The other metric Pothof said he's watching is hospitalizations. In Dane County, the number of COVID-19 inpatients has ranged between 22 and 30 going back to August 25.
"If we started to see trends in hospitalizations uptick, that might be an early indicator that this has gotten outside that campus group and you're starting to see more illness in those populations that won't fare as well," Pothof said.
Blank said no UW-Madison students have required hospitalization. Pothof said that's not surprising given the low rates of hospitalization in young adults who contract the virus but added there are some students who could still get extremely sick and that it takes time for symptoms to worsen to the point where people feel they need to go see a doctor.
"Clearly, it's something we all have our eye on 'cause that would be the next logical thing," Pothof said. "If it starts hitting other populations, you would expect those case rates to start going up in hospitals."
The deadline for UW-Madison students to withdraw and receive a full tuition refund was last Friday. However, Blank said Monday the university was exploring extending that deadline. She added that if the dorms close for the semester or school year, residents would receive a prorated discount.
Blank said the university was investigating about 380 students for violation of COVID-19 protocols with eight students under review for emergency suspension.
Testing doesn't explain it all
Pothof said one reason for the dramatic spike in cases among largely asymptomatic college students is the testing regimen that's in place on campuses. UW-Madison requires students to get tested for COVID-19 every two weeks.
Blank shared a theory Monday that case rates would increase across the state if all residents took tests as often as students.
"It is possible that the presence of COVID out in the state, where we're doing very little testing, is higher than people realize and people have brought a higher instance here to campus," Blank said.
Pothof said he agrees the rates would increase across the board with more testing but did not think it would match the rate of spread at some of the state's universities.
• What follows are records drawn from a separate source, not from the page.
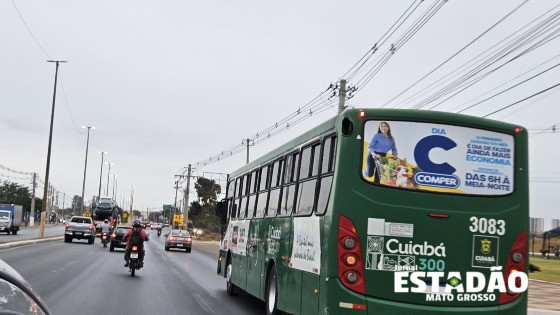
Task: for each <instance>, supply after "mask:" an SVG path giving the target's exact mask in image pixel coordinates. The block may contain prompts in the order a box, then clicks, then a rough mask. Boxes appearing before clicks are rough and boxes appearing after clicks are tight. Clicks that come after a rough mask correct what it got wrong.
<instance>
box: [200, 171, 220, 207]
mask: <svg viewBox="0 0 560 315" xmlns="http://www.w3.org/2000/svg"><path fill="white" fill-rule="evenodd" d="M194 189H196V194H197V196H198V200H199V201H200V203H201V204H202V205H203V206H204V205H206V204H208V203H215V202H216V201H217V199H218V195H219V194H220V193H221V192H222V189H221V187H220V185H218V184H216V182H215V181H214V180H211V179H208V178H204V177H199V178H198V179H197V180H196V183H195V184H194Z"/></svg>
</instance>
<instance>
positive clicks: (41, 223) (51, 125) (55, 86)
mask: <svg viewBox="0 0 560 315" xmlns="http://www.w3.org/2000/svg"><path fill="white" fill-rule="evenodd" d="M47 62H56V70H55V73H54V93H53V106H52V110H51V127H50V131H49V146H48V149H47V168H46V170H45V189H44V190H43V202H42V208H41V223H40V224H39V237H40V238H44V237H45V217H46V215H47V212H46V210H47V193H48V187H47V184H48V183H49V172H50V168H51V147H52V130H53V123H54V108H55V103H56V81H57V79H58V64H59V63H61V62H63V63H64V62H68V61H61V60H47Z"/></svg>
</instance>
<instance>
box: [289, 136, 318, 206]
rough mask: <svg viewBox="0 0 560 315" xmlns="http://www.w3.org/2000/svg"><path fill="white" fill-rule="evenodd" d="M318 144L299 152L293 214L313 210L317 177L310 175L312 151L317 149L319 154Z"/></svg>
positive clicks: (313, 151) (311, 162)
mask: <svg viewBox="0 0 560 315" xmlns="http://www.w3.org/2000/svg"><path fill="white" fill-rule="evenodd" d="M319 149H320V146H319V145H318V144H317V145H313V146H311V147H307V148H304V149H303V151H302V152H301V164H300V168H299V185H298V187H297V195H296V196H297V197H296V198H297V201H296V208H295V214H296V215H308V214H311V212H312V211H313V204H314V201H315V190H316V187H317V177H310V175H311V169H312V167H313V160H312V159H313V155H314V154H313V153H314V151H317V155H318V154H319V152H318V151H319ZM317 163H318V162H317Z"/></svg>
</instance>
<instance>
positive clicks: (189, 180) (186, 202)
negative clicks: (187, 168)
mask: <svg viewBox="0 0 560 315" xmlns="http://www.w3.org/2000/svg"><path fill="white" fill-rule="evenodd" d="M248 154H249V150H247V155H248ZM190 187H191V165H190V164H189V169H188V171H187V189H186V190H185V194H184V199H185V221H184V222H183V225H184V227H185V230H187V228H188V227H187V224H188V222H189V188H190Z"/></svg>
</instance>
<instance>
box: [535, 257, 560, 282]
mask: <svg viewBox="0 0 560 315" xmlns="http://www.w3.org/2000/svg"><path fill="white" fill-rule="evenodd" d="M529 262H530V263H531V264H533V265H536V266H537V267H539V268H541V271H540V272H539V271H536V272H530V273H529V279H537V280H544V281H550V282H557V283H560V259H558V258H556V257H554V256H552V255H551V256H550V259H546V258H542V257H541V256H539V257H537V256H536V255H535V256H534V257H529Z"/></svg>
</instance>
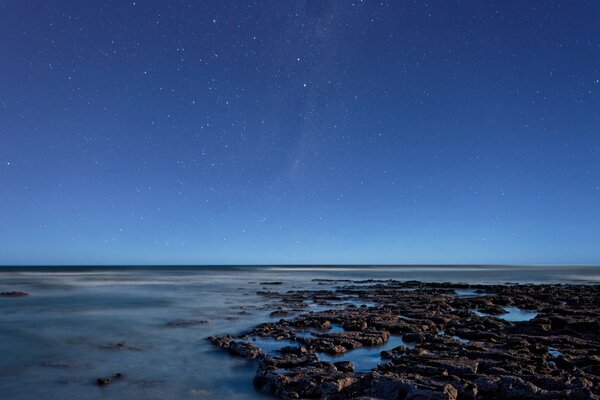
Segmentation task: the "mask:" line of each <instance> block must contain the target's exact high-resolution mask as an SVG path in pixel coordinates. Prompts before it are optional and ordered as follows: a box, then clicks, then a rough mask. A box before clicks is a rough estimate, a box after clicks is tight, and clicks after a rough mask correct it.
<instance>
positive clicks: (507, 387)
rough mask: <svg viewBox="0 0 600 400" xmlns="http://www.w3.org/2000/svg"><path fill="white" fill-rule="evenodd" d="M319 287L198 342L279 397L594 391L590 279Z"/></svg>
mask: <svg viewBox="0 0 600 400" xmlns="http://www.w3.org/2000/svg"><path fill="white" fill-rule="evenodd" d="M320 283H321V284H323V285H324V286H326V285H328V286H330V287H332V289H329V290H328V289H324V290H316V291H289V292H277V291H271V290H265V291H262V292H259V294H261V295H262V296H265V297H267V298H269V299H271V300H272V302H273V303H272V304H273V307H274V310H273V312H272V313H271V315H272V317H273V318H280V317H284V319H280V320H277V321H275V320H273V321H271V322H266V323H263V324H260V325H258V326H256V327H254V328H253V329H251V330H250V331H248V332H244V333H243V334H241V335H234V336H231V335H226V336H212V337H210V338H209V340H210V341H211V342H212V343H213V344H214V345H216V346H218V347H219V348H221V349H223V350H225V351H227V352H229V353H230V354H233V355H235V356H239V357H243V358H246V359H251V360H256V363H257V371H256V375H255V377H254V384H255V385H256V387H257V388H259V389H260V390H262V391H265V392H267V393H270V394H272V395H274V396H276V397H279V398H284V399H294V398H326V399H347V398H354V399H413V400H414V399H469V400H476V399H600V286H598V285H509V284H507V285H457V284H450V283H422V282H418V281H406V282H398V281H373V280H368V281H356V282H350V281H322V282H320ZM265 284H267V283H265ZM373 355H375V360H376V362H375V363H374V365H369V360H370V359H372V358H373Z"/></svg>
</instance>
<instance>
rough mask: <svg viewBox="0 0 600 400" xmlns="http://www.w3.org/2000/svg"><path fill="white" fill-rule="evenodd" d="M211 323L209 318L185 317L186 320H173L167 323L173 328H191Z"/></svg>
mask: <svg viewBox="0 0 600 400" xmlns="http://www.w3.org/2000/svg"><path fill="white" fill-rule="evenodd" d="M207 324H210V321H209V320H206V319H201V320H198V319H184V320H178V321H171V322H168V323H167V326H169V327H171V328H190V327H192V326H197V325H207Z"/></svg>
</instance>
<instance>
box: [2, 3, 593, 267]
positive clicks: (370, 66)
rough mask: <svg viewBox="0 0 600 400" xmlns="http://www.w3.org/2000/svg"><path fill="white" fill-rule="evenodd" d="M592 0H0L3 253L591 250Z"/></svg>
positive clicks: (88, 255) (414, 258)
mask: <svg viewBox="0 0 600 400" xmlns="http://www.w3.org/2000/svg"><path fill="white" fill-rule="evenodd" d="M599 232H600V2H598V1H595V0H589V1H585V0H581V1H573V0H568V1H567V0H565V1H506V0H501V1H493V0H490V1H474V0H473V1H470V0H462V1H458V0H429V1H368V0H364V1H360V0H354V1H342V0H340V1H327V0H304V1H291V0H290V1H279V0H277V1H275V0H265V1H239V0H218V1H216V0H207V1H181V0H172V1H162V0H160V1H159V0H134V1H131V0H129V1H125V0H118V1H117V0H105V1H97V0H90V1H66V0H43V1H41V0H29V1H17V0H0V264H4V265H16V264H19V265H27V264H58V265H65V264H263V263H264V264H290V263H291V264H305V263H311V264H320V263H325V264H329V263H334V264H344V263H353V264H362V263H366V264H370V263H391V264H394V263H443V264H447V263H458V264H460V263H494V264H496V263H544V264H545V263H600V234H599Z"/></svg>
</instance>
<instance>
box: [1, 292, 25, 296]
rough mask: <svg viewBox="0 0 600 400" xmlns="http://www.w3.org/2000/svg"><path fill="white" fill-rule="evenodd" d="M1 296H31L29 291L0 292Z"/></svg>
mask: <svg viewBox="0 0 600 400" xmlns="http://www.w3.org/2000/svg"><path fill="white" fill-rule="evenodd" d="M0 296H4V297H24V296H29V293H27V292H20V291H12V292H0Z"/></svg>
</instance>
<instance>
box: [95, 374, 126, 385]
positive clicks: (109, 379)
mask: <svg viewBox="0 0 600 400" xmlns="http://www.w3.org/2000/svg"><path fill="white" fill-rule="evenodd" d="M123 378H124V375H123V374H122V373H120V372H117V373H116V374H115V375H114V376H112V377H110V378H108V377H102V378H98V379H96V384H97V385H98V386H108V385H110V384H112V383H115V382H118V381H120V380H121V379H123Z"/></svg>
Pothof added testing resources are not vast enough to support testing at such a scale.
"If there were unlimited resources and everyone got tested at some sort of interval, you would see higher case numbers," Pothof said. "I doubt it would be as high as what you're seeing on campus."
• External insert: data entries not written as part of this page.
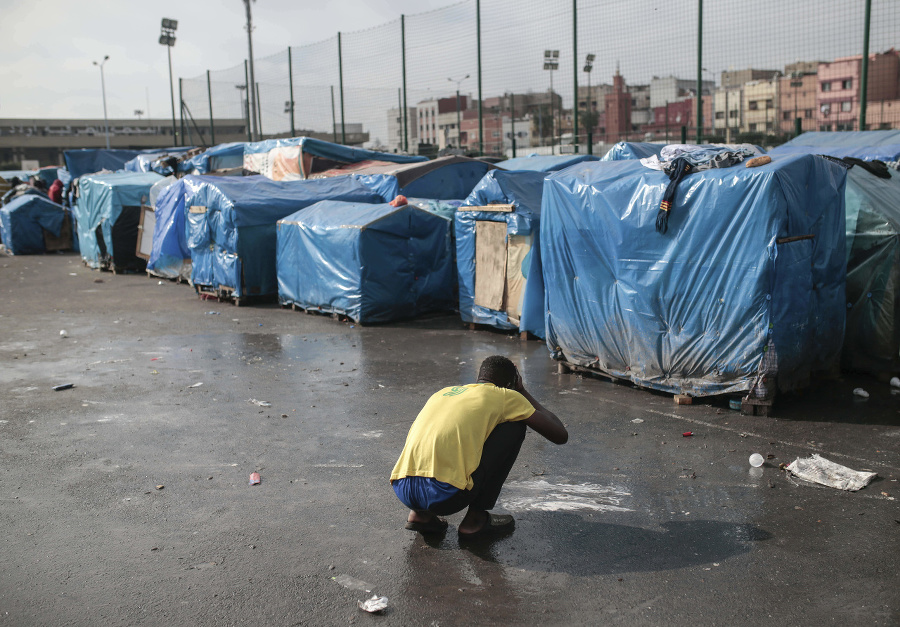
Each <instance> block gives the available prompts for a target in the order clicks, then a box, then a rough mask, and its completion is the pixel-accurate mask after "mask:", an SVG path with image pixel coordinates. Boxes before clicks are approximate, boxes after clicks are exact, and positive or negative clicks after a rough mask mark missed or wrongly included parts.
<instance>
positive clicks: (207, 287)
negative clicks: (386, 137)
mask: <svg viewBox="0 0 900 627" xmlns="http://www.w3.org/2000/svg"><path fill="white" fill-rule="evenodd" d="M183 180H184V181H185V182H186V185H188V186H189V187H190V188H191V189H192V193H191V195H190V197H189V198H188V199H186V201H185V207H186V208H187V211H188V213H187V228H188V248H189V249H190V251H191V262H192V265H193V268H192V270H191V279H192V281H193V282H194V285H195V286H198V289H201V290H202V291H207V292H212V293H216V294H219V295H226V296H230V297H233V298H235V299H238V298H241V297H243V296H262V295H270V294H277V292H278V281H277V276H276V273H275V243H276V233H275V231H276V222H277V221H278V220H280V219H282V218H284V217H285V216H288V215H290V214H292V213H294V212H295V211H298V210H300V209H303V208H304V207H308V206H310V205H312V204H314V203H316V202H318V201H320V200H325V199H333V200H347V201H351V202H369V203H378V202H384V201H385V200H388V199H386V198H383V197H382V196H380V195H379V194H378V193H376V192H374V191H372V190H371V189H369V188H368V187H366V186H364V185H363V184H362V183H360V182H359V181H357V180H356V179H353V178H349V177H337V178H331V179H320V180H313V181H272V180H270V179H267V178H265V177H263V176H244V177H219V176H189V177H185V178H184V179H183ZM160 219H161V218H160ZM238 302H239V301H238Z"/></svg>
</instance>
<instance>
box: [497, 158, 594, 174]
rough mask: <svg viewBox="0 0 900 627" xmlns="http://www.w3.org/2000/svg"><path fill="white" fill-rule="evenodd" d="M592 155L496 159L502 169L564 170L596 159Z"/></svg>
mask: <svg viewBox="0 0 900 627" xmlns="http://www.w3.org/2000/svg"><path fill="white" fill-rule="evenodd" d="M598 160H599V157H595V156H594V155H529V156H527V157H516V158H515V159H507V160H506V161H498V162H497V163H496V164H494V165H496V166H497V167H498V168H503V169H504V170H528V171H531V172H557V171H559V170H565V169H566V168H568V167H569V166H573V165H575V164H576V163H583V162H585V161H598Z"/></svg>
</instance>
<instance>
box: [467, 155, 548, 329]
mask: <svg viewBox="0 0 900 627" xmlns="http://www.w3.org/2000/svg"><path fill="white" fill-rule="evenodd" d="M546 176H547V173H545V172H533V171H521V170H520V171H514V172H507V171H506V170H492V171H490V172H488V174H487V175H485V177H484V178H483V179H482V180H481V182H480V183H479V184H478V185H477V186H476V187H475V189H474V190H472V193H471V194H470V195H469V197H468V198H466V200H465V202H463V204H462V206H461V207H460V208H459V210H458V211H457V212H456V221H455V229H456V265H457V270H458V274H459V313H460V316H461V317H462V319H463V321H464V322H469V323H477V324H487V325H491V326H494V327H497V328H499V329H507V330H513V329H516V330H519V331H529V332H531V333H533V334H534V335H537V336H538V337H544V286H543V279H542V277H541V267H540V263H541V260H540V238H539V228H540V215H541V195H542V191H543V186H544V179H545V178H546ZM474 207H478V208H479V209H477V210H473V208H474Z"/></svg>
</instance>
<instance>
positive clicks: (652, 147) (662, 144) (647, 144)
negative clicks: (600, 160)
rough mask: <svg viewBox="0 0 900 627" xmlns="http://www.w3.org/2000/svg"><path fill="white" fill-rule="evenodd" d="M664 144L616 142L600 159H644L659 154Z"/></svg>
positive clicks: (658, 154)
mask: <svg viewBox="0 0 900 627" xmlns="http://www.w3.org/2000/svg"><path fill="white" fill-rule="evenodd" d="M664 147H665V144H654V143H651V142H618V143H617V144H615V145H613V147H612V148H610V149H609V150H608V151H607V153H606V154H605V155H603V159H601V161H622V160H623V159H644V158H646V157H650V156H653V155H656V156H657V157H658V156H659V153H660V151H661V150H662V149H663V148H664Z"/></svg>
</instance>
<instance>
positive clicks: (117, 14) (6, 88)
mask: <svg viewBox="0 0 900 627" xmlns="http://www.w3.org/2000/svg"><path fill="white" fill-rule="evenodd" d="M451 3H452V0H325V1H319V2H312V1H310V0H301V1H297V0H259V1H258V2H254V3H252V5H251V7H252V11H253V21H254V27H255V28H254V32H253V48H254V50H253V51H254V57H264V56H266V55H271V54H273V53H276V52H279V51H282V50H284V49H285V48H286V47H287V46H288V45H293V46H298V45H303V44H308V43H313V42H317V41H321V40H322V39H325V38H327V37H330V36H333V35H334V34H335V33H336V32H337V31H343V32H348V31H358V30H363V29H366V28H370V27H371V26H374V25H378V24H382V23H384V22H388V21H391V20H396V19H398V18H399V16H400V15H401V14H403V13H405V14H412V13H421V12H423V11H428V10H430V9H433V8H436V7H441V6H446V5H447V4H451ZM2 6H3V10H2V19H0V58H2V59H3V62H2V64H0V84H2V85H3V89H0V118H51V117H66V118H78V117H85V118H102V117H103V103H102V99H101V88H100V72H99V70H98V69H97V67H95V66H94V65H93V64H92V62H93V61H101V60H102V59H103V57H104V55H109V61H107V62H106V65H105V66H104V73H105V78H106V96H107V106H108V107H109V117H110V118H126V119H127V118H131V119H133V118H134V110H135V109H144V110H146V109H147V108H148V93H149V110H150V114H151V115H152V116H153V117H161V118H165V117H167V116H169V115H171V113H170V104H169V88H168V83H167V81H168V66H167V60H166V49H165V47H163V46H161V45H159V41H158V40H159V27H160V20H161V18H163V17H168V18H171V19H177V20H178V32H177V38H178V39H177V43H176V44H175V47H174V48H173V49H172V66H173V72H174V75H175V77H176V80H177V77H178V76H184V77H193V76H197V75H200V74H202V73H203V72H205V71H206V70H207V69H213V70H214V69H217V68H225V67H231V66H234V65H237V64H239V63H241V62H242V61H243V59H244V58H246V56H247V34H246V31H245V30H244V24H245V12H244V3H243V2H242V1H241V0H184V1H182V2H170V1H164V0H159V1H155V2H147V1H146V0H140V1H139V0H84V1H75V0H3V2H2ZM176 89H177V86H176ZM176 97H177V94H176Z"/></svg>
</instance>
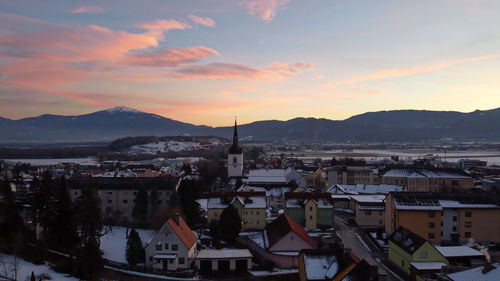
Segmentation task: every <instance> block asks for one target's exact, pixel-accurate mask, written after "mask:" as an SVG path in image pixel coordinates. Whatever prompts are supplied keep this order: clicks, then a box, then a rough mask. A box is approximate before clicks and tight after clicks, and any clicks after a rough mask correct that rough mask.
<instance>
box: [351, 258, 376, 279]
mask: <svg viewBox="0 0 500 281" xmlns="http://www.w3.org/2000/svg"><path fill="white" fill-rule="evenodd" d="M342 280H349V281H371V280H378V272H377V270H375V268H374V267H372V266H371V265H370V264H369V263H368V262H366V261H365V260H364V259H363V260H361V261H360V262H359V263H358V264H357V265H356V266H355V267H354V268H353V269H352V270H351V271H350V272H349V273H347V274H346V276H345V277H344V278H343V279H342Z"/></svg>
One decision, then possibly another
Blank said the university will continue to monitor the testing data between now and September 23, the date through which all classes have moved online and Witte and Sellery Halls will remain in quarantine.
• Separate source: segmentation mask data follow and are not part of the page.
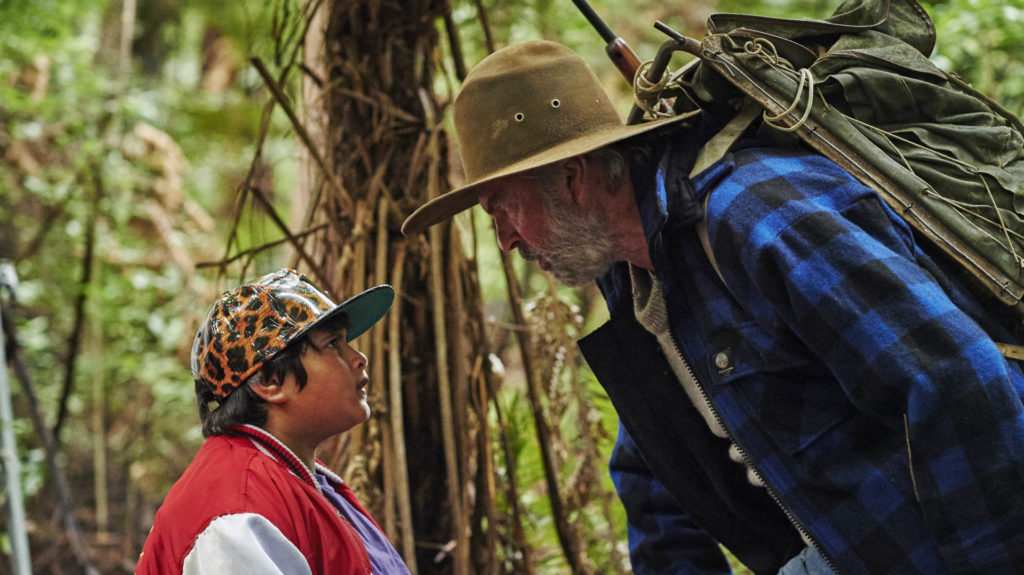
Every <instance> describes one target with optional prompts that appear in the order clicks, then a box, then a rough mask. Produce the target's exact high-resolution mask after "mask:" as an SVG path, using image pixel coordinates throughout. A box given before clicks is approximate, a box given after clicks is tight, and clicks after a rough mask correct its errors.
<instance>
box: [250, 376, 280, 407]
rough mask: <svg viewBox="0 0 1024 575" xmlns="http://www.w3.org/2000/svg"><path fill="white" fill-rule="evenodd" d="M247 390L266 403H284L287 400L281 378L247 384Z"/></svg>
mask: <svg viewBox="0 0 1024 575" xmlns="http://www.w3.org/2000/svg"><path fill="white" fill-rule="evenodd" d="M249 389H251V390H253V392H254V393H255V394H256V395H258V396H260V397H261V398H262V399H263V401H266V402H267V403H275V404H276V403H284V402H285V401H286V400H287V399H288V394H287V393H286V392H285V386H284V384H283V383H282V380H281V377H274V378H273V379H271V380H264V381H262V382H258V383H251V384H249Z"/></svg>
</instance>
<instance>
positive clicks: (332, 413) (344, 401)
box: [286, 328, 370, 438]
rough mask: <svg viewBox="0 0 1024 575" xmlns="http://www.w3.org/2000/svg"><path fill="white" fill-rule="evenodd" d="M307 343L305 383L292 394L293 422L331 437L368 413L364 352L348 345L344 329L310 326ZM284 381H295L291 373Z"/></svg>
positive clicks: (297, 424)
mask: <svg viewBox="0 0 1024 575" xmlns="http://www.w3.org/2000/svg"><path fill="white" fill-rule="evenodd" d="M308 337H309V344H310V345H309V346H308V347H307V348H306V351H305V353H304V354H303V355H302V365H303V367H304V368H305V370H306V375H307V380H306V387H305V388H303V389H302V390H300V391H298V393H296V394H295V395H294V396H293V397H292V400H291V401H292V405H291V406H290V410H292V413H293V415H294V416H295V418H296V419H297V422H296V424H297V425H299V426H300V427H302V428H305V430H307V433H308V434H309V435H310V436H316V435H322V436H323V437H325V438H327V437H331V436H333V435H336V434H339V433H342V432H345V431H348V430H350V429H351V428H353V427H355V426H357V425H359V424H361V423H364V422H366V421H367V419H368V418H369V417H370V404H369V403H368V402H367V386H368V385H369V384H370V378H369V377H368V375H367V371H366V369H367V356H365V355H362V354H361V353H360V352H358V351H357V350H355V349H354V348H352V347H351V346H350V345H348V341H347V337H346V329H344V328H342V329H338V330H326V329H313V330H311V331H310V333H309V336H308ZM288 378H289V379H292V381H291V382H290V383H289V382H288V379H286V385H296V384H295V382H294V375H289V377H288Z"/></svg>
She said some of the metrics that will go into a decision to reopen the university, or to send students home, include rate of positive tests, whether spread is confined to parts of campus, and if the virus is spreading to faculty and staff.
"We're on a two-week hiatus, I hope we might bring these numbers down, that we might see some changes," Blank said. "And we'll be evaluating whether we reopen or not."
Pothof said it will be a critical stretch for the university.
"I think what we'll have to see in the next couple of weeks is... is it time to throw in the towel if we can't get this stuff under control and then having campuses being willing to make those hard decisions if that data seems to prove that," he said.
If the university does decide to close the dorms and send home students, Pothof said that would be an extremely sensitive situation from a public health perspective. He said any students exposed to COVID-19 should clear a quarantine period before returning home.
"Hopefully, the students you're able to send home, you can send home with some assurance they're not going to seed these smaller communities who likely have less resources to deal with a COVID outbreak," Pothof said.